From 8c2518bee8c2b98c95b202d94b1fdb803651ef6b Mon Sep 17 00:00:00 2001
From: =?UTF-8?q?M=C3=A5rten=20Nordheim?= <marten.nordheim@qt.io>
Date: Tue, 2 Apr 2024 11:11:52 +0200
Subject: [PATCH] Http2: fix handling unsuppported authenticate challenge
MIME-Version: 1.0
Content-Type: text/plain; charset=UTF-8
Content-Transfer-Encoding: 8bit

When adding/fixing parts earlier it was missed that it was not handling
the _unsupported_ case, when authentication is not handled and there is
no resend. But there _is_ a challenge header.

Pick-to: 6.5
Fixes: QTBUG-123891
Change-Id: I21470df0ce2528bad3babffc6e9f19b7afd29d20
Reviewed-by: Edward Welbourne <edward.welbourne@qt.io>
(cherry picked from commit 4f9387f2aee19e38f05cab76a71f0d067b8d80dd)
Reviewed-by: Mårten Nordheim <marten.nordheim@qt.io>
---
 src/network/access/qhttp2protocolhandler.cpp  | 26 +++---
 tests/auto/network/access/http2/tst_http2.cpp | 86 +++++++++++++++++++
 2 files changed, 102 insertions(+), 10 deletions(-)

diff --git a/src/network/access/qhttp2protocolhandler.cpp b/src/network/access/qhttp2protocolhandler.cpp
index f2508383d8b..0abd99b9bc2 100644
--- a/src/network/access/qhttp2protocolhandler.cpp
+++ b/src/network/access/qhttp2protocolhandler.cpp
@@ -1197,12 +1197,14 @@ void QHttp2ProtocolHandler::handleAuthorization(Stream &stream)
             // In this case IIS will fall back to HTTP/1.1."
             // Though it might be OK to ignore this. The server shouldn't let us connect with
             // HTTP/2 if it doesn't support us using it.

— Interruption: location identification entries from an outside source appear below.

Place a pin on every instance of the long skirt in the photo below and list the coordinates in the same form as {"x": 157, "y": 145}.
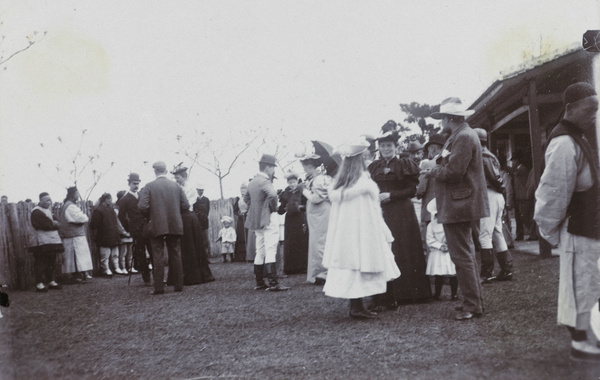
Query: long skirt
{"x": 295, "y": 244}
{"x": 402, "y": 221}
{"x": 193, "y": 256}
{"x": 77, "y": 256}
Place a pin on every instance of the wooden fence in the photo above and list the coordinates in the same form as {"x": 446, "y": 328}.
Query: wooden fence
{"x": 16, "y": 262}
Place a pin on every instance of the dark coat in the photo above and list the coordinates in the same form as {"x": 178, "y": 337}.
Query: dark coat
{"x": 202, "y": 209}
{"x": 104, "y": 225}
{"x": 163, "y": 200}
{"x": 130, "y": 215}
{"x": 262, "y": 201}
{"x": 461, "y": 191}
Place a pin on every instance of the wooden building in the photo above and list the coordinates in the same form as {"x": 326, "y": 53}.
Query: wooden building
{"x": 520, "y": 109}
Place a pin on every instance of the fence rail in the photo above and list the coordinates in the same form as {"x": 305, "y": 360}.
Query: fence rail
{"x": 16, "y": 262}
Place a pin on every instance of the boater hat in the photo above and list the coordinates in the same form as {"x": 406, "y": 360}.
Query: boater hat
{"x": 437, "y": 139}
{"x": 452, "y": 106}
{"x": 414, "y": 146}
{"x": 353, "y": 148}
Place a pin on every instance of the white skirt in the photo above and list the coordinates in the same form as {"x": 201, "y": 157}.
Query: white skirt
{"x": 440, "y": 264}
{"x": 349, "y": 283}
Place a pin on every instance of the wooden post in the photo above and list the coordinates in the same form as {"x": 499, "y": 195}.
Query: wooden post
{"x": 535, "y": 133}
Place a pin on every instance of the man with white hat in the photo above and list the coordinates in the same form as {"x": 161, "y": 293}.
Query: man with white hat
{"x": 264, "y": 220}
{"x": 490, "y": 231}
{"x": 567, "y": 211}
{"x": 163, "y": 201}
{"x": 461, "y": 198}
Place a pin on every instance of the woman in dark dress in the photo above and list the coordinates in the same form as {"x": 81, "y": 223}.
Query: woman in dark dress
{"x": 293, "y": 204}
{"x": 397, "y": 179}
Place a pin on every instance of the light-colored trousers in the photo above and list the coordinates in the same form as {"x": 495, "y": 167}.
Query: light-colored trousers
{"x": 267, "y": 240}
{"x": 579, "y": 282}
{"x": 107, "y": 254}
{"x": 490, "y": 228}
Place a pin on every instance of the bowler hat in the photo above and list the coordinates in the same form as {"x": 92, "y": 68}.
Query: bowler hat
{"x": 159, "y": 165}
{"x": 481, "y": 133}
{"x": 437, "y": 139}
{"x": 268, "y": 159}
{"x": 133, "y": 177}
{"x": 452, "y": 106}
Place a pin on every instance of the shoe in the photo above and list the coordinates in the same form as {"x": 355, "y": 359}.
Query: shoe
{"x": 464, "y": 315}
{"x": 363, "y": 314}
{"x": 54, "y": 286}
{"x": 584, "y": 351}
{"x": 488, "y": 280}
{"x": 375, "y": 308}
{"x": 278, "y": 288}
{"x": 504, "y": 277}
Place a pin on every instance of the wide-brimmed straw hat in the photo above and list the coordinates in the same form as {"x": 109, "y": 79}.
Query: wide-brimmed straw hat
{"x": 353, "y": 148}
{"x": 437, "y": 139}
{"x": 432, "y": 207}
{"x": 226, "y": 218}
{"x": 414, "y": 146}
{"x": 452, "y": 106}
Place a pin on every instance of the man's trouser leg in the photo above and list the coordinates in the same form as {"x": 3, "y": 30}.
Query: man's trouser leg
{"x": 462, "y": 253}
{"x": 175, "y": 265}
{"x": 158, "y": 262}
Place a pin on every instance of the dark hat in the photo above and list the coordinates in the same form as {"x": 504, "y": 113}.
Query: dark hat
{"x": 179, "y": 168}
{"x": 159, "y": 165}
{"x": 481, "y": 133}
{"x": 120, "y": 194}
{"x": 437, "y": 139}
{"x": 578, "y": 91}
{"x": 268, "y": 159}
{"x": 414, "y": 146}
{"x": 133, "y": 177}
{"x": 71, "y": 191}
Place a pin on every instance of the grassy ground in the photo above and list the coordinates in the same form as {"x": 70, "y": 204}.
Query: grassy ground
{"x": 106, "y": 329}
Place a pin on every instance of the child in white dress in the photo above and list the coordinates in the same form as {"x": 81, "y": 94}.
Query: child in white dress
{"x": 439, "y": 263}
{"x": 227, "y": 236}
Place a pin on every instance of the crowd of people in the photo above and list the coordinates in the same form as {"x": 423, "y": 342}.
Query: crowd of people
{"x": 351, "y": 225}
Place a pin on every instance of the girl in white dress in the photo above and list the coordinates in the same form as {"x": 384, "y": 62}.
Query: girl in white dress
{"x": 439, "y": 263}
{"x": 357, "y": 252}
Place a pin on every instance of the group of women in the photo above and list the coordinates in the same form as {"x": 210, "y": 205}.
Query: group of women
{"x": 340, "y": 222}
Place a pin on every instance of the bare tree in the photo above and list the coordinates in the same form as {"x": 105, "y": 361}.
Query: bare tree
{"x": 74, "y": 167}
{"x": 31, "y": 40}
{"x": 216, "y": 152}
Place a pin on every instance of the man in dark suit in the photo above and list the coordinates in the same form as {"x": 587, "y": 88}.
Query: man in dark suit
{"x": 461, "y": 197}
{"x": 264, "y": 220}
{"x": 163, "y": 201}
{"x": 133, "y": 222}
{"x": 202, "y": 209}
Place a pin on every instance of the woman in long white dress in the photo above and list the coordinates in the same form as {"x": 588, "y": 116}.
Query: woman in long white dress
{"x": 357, "y": 253}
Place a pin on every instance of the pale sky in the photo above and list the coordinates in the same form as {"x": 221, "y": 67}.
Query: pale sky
{"x": 135, "y": 74}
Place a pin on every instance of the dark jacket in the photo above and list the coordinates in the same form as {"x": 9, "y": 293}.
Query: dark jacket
{"x": 202, "y": 209}
{"x": 104, "y": 225}
{"x": 163, "y": 200}
{"x": 461, "y": 193}
{"x": 130, "y": 215}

-        } else if (!auth.isEmpty()) {
-            // Somewhat mimics parts of QHttpNetworkConnectionChannel::handleStatus
-            bool resend = false;
-            const bool authenticateHandled = m_connection->d_func()->handleAuthenticateChallenge(
-                    m_socket, httpReply, isProxy, resend);
-            if (authenticateHandled && resend) {
+            return false;
+        }
+        // Somewhat mimics parts of QHttpNetworkConnectionChannel::handleStatus
+        bool resend = false;
+        const bool authenticateHandled = m_connection->d_func()->handleAuthenticateChallenge(
+                m_socket, httpReply, isProxy, resend);
+        if (authenticateHandled) {
+            if (resend) {
                 httpReply->d_func()->eraseData();
                 // Add the request back in queue, we'll retry later now that
                 // we've gotten some username/password set on it:
@@ -1217,11 +1219,15 @@ void QHttp2ProtocolHandler::handleAuthorization(Stream &stream)
                 // We automatically try to send new requests when the stream is
                 // closed, so we don't need to call sendRequest ourselves.

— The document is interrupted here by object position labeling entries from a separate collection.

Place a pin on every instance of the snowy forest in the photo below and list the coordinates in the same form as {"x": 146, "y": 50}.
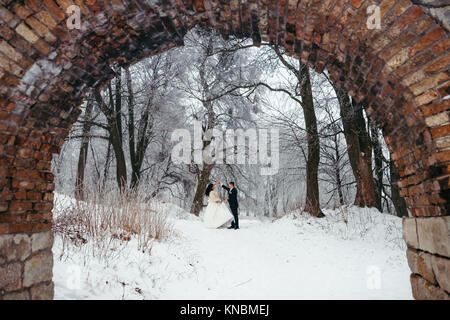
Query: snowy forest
{"x": 330, "y": 153}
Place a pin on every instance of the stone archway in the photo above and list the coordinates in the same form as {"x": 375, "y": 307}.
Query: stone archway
{"x": 400, "y": 70}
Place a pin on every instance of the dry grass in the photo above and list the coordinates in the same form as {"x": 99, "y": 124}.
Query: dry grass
{"x": 103, "y": 221}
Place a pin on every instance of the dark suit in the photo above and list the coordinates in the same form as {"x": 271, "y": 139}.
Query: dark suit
{"x": 232, "y": 201}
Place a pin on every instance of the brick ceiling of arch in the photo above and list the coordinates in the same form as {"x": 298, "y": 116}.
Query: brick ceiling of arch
{"x": 401, "y": 70}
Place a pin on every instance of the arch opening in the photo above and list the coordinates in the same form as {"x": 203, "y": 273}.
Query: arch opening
{"x": 400, "y": 72}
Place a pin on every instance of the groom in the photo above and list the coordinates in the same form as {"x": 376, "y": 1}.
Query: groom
{"x": 232, "y": 201}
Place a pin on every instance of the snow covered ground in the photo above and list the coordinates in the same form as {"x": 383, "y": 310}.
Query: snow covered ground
{"x": 351, "y": 254}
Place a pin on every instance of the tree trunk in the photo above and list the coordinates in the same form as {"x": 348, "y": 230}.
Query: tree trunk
{"x": 84, "y": 148}
{"x": 115, "y": 134}
{"x": 359, "y": 149}
{"x": 338, "y": 174}
{"x": 312, "y": 136}
{"x": 399, "y": 203}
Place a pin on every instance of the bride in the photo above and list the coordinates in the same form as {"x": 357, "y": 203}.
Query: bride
{"x": 217, "y": 213}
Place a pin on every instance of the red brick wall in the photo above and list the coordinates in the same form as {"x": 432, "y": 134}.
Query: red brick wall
{"x": 400, "y": 70}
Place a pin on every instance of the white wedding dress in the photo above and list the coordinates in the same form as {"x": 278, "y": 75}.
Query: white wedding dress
{"x": 216, "y": 214}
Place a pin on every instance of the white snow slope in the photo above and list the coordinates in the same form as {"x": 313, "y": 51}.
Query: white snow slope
{"x": 295, "y": 257}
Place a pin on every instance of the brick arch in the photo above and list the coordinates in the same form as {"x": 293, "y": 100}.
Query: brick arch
{"x": 401, "y": 71}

                 return true;
-            } // else: Authentication failed or was cancelled
+            } // else: we're just not resending the request.
+            // @note In the http/1.x case we (at time of writing) call close()
+            // for the connectionChannel (which is a bit weird, we could surely
+            // reuse the open socket outside "connection:close"?), but in http2
+            // we only have one channel, so we won't close anything.
         } else {
-            // No authentication header, but we got a 401/407 so we cannot
-            // succeed. We need to emit signals for headers and data, and then
-            // finishWithError.
+            // No authentication header or authentication isn't supported, but
+            // we got a 401/407 so we cannot succeed. We need to emit signals
+            // for headers and data, and then finishWithError.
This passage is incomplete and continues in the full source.